Tor barakae
- Conservation status: Near Threatened (IUCN 3.1)

Scientific classification
- Kingdom: Animalia
- Phylum: Chordata
- Class: Actinopterygii
- Order: Cypriniformes
- Family: Cyprinidae
- Genus: Tor
- Species: T. barakae
- Binomial name: Tor barakae (Arunkumar & Basudha, 2003)

= Tor barakae =

- Authority: (Arunkumar & Basudha, 2003)
- Conservation status: NT

Species of fish

Tor barakae is a species of mahseer native to Manipur, India.

==Taxonomy==
This mahseer was described as a distinct species due to taxonomic differences between it and the other mahseers of the trans-Himalayan region; Tor putitora, Tor tor and Tor mosal. In the description paper, many of the taxonomic features used for comparison do not reference the original descriptions of those species, rather, the referenced data are from more recent studies by Indian ichthyologist Menon. However, compared to Hamilton's original descriptions of the mahseers of trans-Himalaya, the meristic counts for the pectoral fin bear consideration. Tor barakae has 14 rays in this fin, whereas Tor putitora has 15, Tor tor has 18 and Tor mosal has 17.

==Distribution==
So far, the little research conducted on this mahseer species has all been done in the Barak River, mostly in the Indian state of Manipur. Given that this is a trans-boundary river, shared between India and Bangladesh, it may be assumed that Tor barakae is a resident of both. Wider distributions within the Brahmaputra River basin are not yet ascertained. Its presence in Bangladesh is confirmed using DNA barcoding of mahseer from the Sangu River.
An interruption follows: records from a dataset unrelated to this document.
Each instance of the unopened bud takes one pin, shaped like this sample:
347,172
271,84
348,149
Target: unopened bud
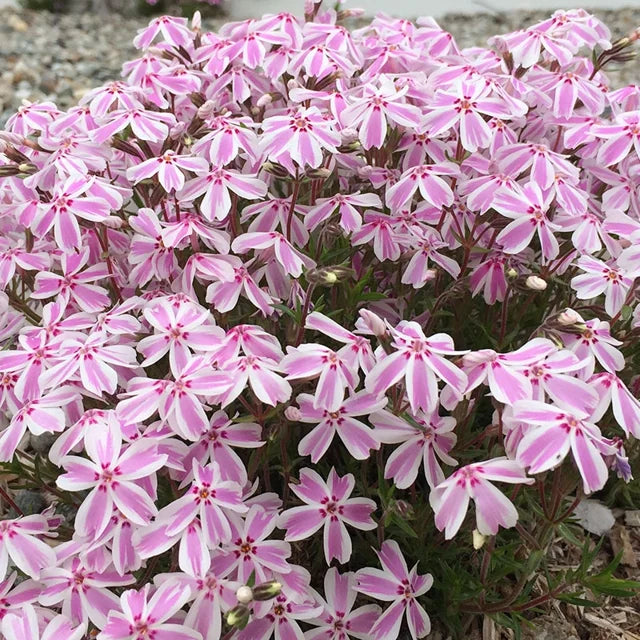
511,273
329,275
403,509
348,135
206,109
293,413
373,322
569,317
267,590
275,170
264,100
176,131
321,173
478,540
244,594
238,617
349,13
536,283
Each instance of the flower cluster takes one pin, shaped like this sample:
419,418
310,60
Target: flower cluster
278,272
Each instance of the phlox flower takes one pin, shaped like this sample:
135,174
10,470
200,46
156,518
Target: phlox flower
450,499
216,444
357,350
350,219
419,360
32,116
212,596
281,620
396,584
73,284
173,30
621,136
327,505
594,344
224,295
356,436
92,360
227,137
68,202
148,252
553,433
261,375
216,185
528,209
178,400
251,552
144,616
371,113
300,136
145,124
167,168
209,497
291,260
111,473
504,373
335,373
84,593
600,278
465,104
20,541
24,626
39,414
381,229
543,163
338,620
422,438
178,328
549,376
425,178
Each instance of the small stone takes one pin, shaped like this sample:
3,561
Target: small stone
632,518
17,23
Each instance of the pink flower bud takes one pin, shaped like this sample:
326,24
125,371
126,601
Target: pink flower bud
244,594
373,322
293,413
569,317
264,101
536,283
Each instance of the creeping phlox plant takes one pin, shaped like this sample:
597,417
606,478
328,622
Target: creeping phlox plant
316,333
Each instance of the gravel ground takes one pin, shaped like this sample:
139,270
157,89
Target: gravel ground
59,57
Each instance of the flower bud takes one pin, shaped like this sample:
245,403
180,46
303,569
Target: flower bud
569,317
276,170
373,322
321,173
536,283
293,413
348,135
478,540
267,590
244,594
511,273
206,109
264,100
238,616
329,275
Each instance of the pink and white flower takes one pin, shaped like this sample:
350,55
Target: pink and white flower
328,505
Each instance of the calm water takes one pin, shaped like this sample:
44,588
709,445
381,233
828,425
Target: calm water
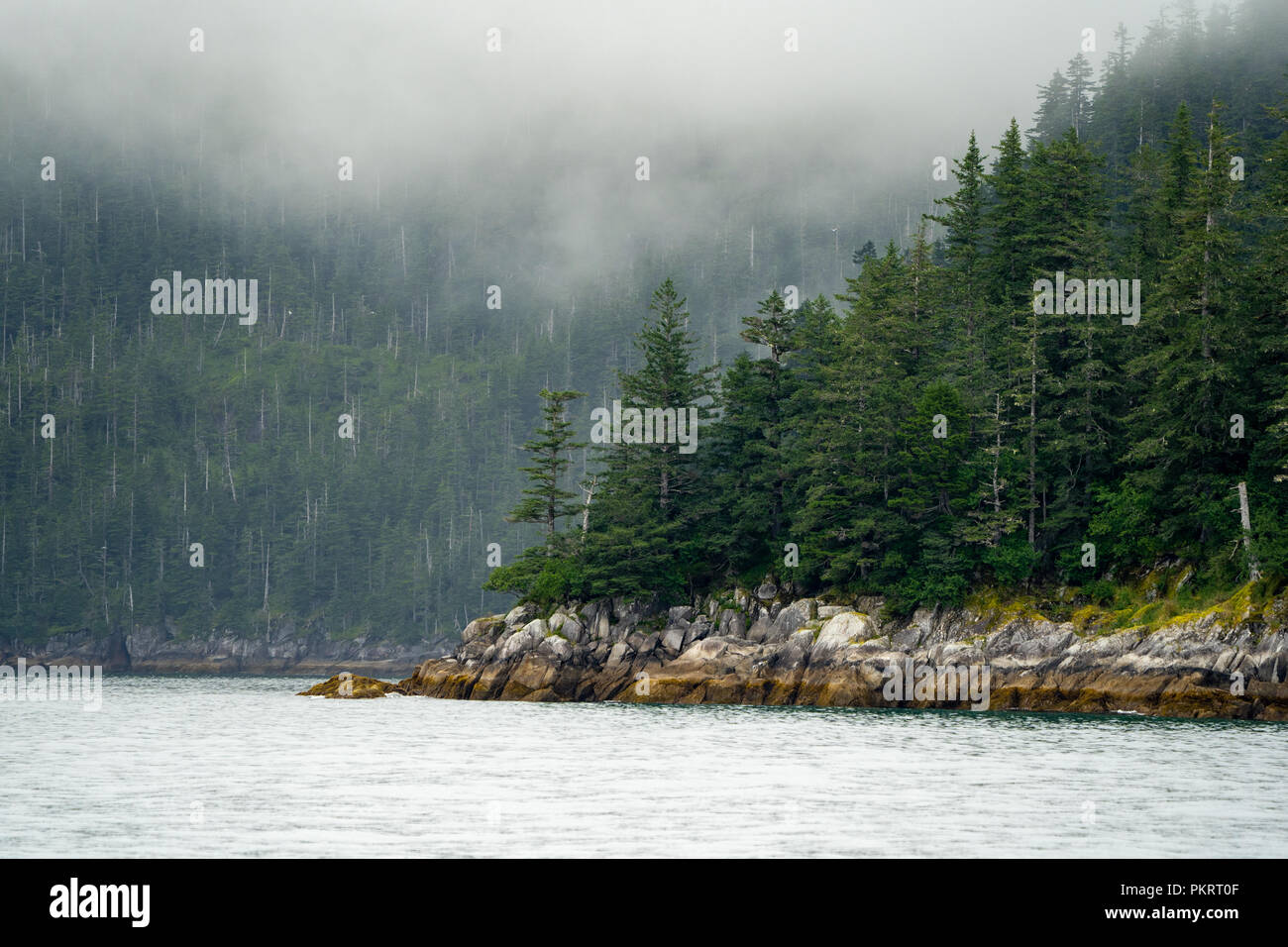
243,767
In the Barak Bridge area where the initial studies were conducted, this fish is called 'Nung nga'.

==Ecology==
As all other mahseer species are omnivorous, it may be expected that Tor barakae is the same, with a diet that likely includes aquatic and terrestrial invertebrates, fruit and vegetation, small amphibians and other fish. It would seem probable that adult fish access headwaters for spawning during high water conditions.

==Conservation==
This species is currently assigned as Near Threatened by the IUCN. Given that the species is identified from the capture of only five specimens, and that little work has been done beyond the initial identification, the major constraining factor in any conservation strategy is the complete lack of understanding of the distribution and ecology of the species and how or if it interacts with other local mahseer species within the same habitat.
With other mahseer species, the main threats are: loss of habitat due to urbanisation, encroachment on flood plains, dam building, sand extraction and pollution. Destructive fishing methods like dynamite, poisoning and electricity are in common use throughout South and Southeast Asia, and may be expected to be a major threat to the sustainability of populations.

There has been some work completed on the habitat suitability and capabilities of the river system to support mahseers and other fishes . Given that the Barak River is known to be very dynamic, the plans to straighten and dredge the river for use as part of the national water highway system must raise the level of threat to these fish.